LAWS(BOM)-2004-4-105

ASHOK GANGARAM KATKAR Vs. PRAMA INDUSTRIES PUNE

Decided On April 22, 2004
ASHOK GANGARAM KATKAR Appellant
V/S
PRAMA INDUSTRIES PUNE Respondents

JUDGEMENT

(1.) THIS appeal arises out of the decision rendered by the Commissioner for Workmen's Compensation on 24th May 1969 rejecting an application filed by the appellant for compensation on account of an injured alleged to have been sustained in the course of employment. The Appellant was engaged by the respondent in 1984. As would be noted in greater detail hereinafter, no letter of appointment or specific designation was given to the Appellant. The muster roll which was produced before the Trial court in the course of the evidence, specifically leaves the nature of work and designation blank. According to the Appellant, ha was working as a helper since 1984 and was earning an amount of rs. 10/- per day as wages. On 20th October 1985, the Appellant was on duty at 9 a. m. and was working on a Power cutting machine. An accident occurred during the course of which, the fingers on the hand of the Appellant got cut in the machine. The Appellant lost three fingers of his left hand and one finger on his right hand. He was thereafter, taken for medical treatment to the harjeevan Hospital at Pune where he was admitted between 26th October 1985 and 29th October 1985. The medical certificate was that the fingers on both the hands had to be amputated under general anesthesia. A medical certificate was issued by the Sassoon General Hospital at Pune on 13th november 1987 certifying that the Appellant has suffered traumatic amputation of distant two phalanges of the second, third and fourth fingers as a result of which he was unfit for performing the job of a helper. On 9th January 1986, the appellant complained to the Fore Inspector that he had not received any compensation for the injury and he thereafter lodged a claim for compensation on 13th March 1987 before the Commissioner for workmen's Compensation.

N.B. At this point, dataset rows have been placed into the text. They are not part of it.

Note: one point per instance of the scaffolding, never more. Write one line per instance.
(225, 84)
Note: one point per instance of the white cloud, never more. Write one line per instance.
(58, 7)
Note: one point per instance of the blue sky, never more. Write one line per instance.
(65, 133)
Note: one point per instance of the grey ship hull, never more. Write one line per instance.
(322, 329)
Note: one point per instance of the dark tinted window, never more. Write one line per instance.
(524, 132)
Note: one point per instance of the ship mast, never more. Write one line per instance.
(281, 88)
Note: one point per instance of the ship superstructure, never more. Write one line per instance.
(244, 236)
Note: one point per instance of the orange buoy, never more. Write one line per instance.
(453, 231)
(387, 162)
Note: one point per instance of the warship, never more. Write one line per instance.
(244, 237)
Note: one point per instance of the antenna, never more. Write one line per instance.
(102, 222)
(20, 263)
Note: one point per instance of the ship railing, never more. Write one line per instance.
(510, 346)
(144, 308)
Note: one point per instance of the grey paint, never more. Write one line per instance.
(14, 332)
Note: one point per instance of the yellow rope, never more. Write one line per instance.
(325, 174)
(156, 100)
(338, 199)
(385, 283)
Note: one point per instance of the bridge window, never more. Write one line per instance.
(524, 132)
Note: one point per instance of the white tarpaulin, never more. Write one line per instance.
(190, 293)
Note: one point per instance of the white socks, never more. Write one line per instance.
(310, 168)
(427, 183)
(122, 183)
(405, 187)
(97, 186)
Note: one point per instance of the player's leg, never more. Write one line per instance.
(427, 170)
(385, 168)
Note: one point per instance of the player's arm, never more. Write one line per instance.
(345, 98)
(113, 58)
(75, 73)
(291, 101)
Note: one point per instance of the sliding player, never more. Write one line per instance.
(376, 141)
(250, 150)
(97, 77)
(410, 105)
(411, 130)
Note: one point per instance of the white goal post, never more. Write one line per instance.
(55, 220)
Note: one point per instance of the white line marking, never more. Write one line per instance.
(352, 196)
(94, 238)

(2.) THE Respondent filed its Written Statement denying its liability to pay any amount on account of the injury sustained by the Appellant. In its written statement, the Respondent came out with the case that the Appellant was not a helper, but that he was only engaged as a trainee or as an apprentice and on 1st August 1985 he was only a learner. According to the employer, the Appellant suffered from constant perspiration and was, therefore, unable to properly lift any object. Hence it was stated that the Appellant was orally warned not to perform any task on the machine without permission since he was in the habit of doing so. The defence of the Respondent was that it was the Appellant who had started the cutting machine and tried to cut a sheet without any specific direction and that his left hand slipped accidentally due to perspiration.

(3.) THE Commissioner for Workmen's Compensation accepted the defence of the employer and dismissed the claim by a judgment and dated 24th May 1989. The Commissioner was of the view that the evidence of the employer had to be accepted and that it was corroborated by the evidence of another workman. The Court was of the view that a prudent employer would not ask a helper to do any job on a machine which required expertise and that it appeared that the Appellant had worked on the machine overlooking the directions given to him. It is this finding of the Commissioner which is called into question in these proceedings.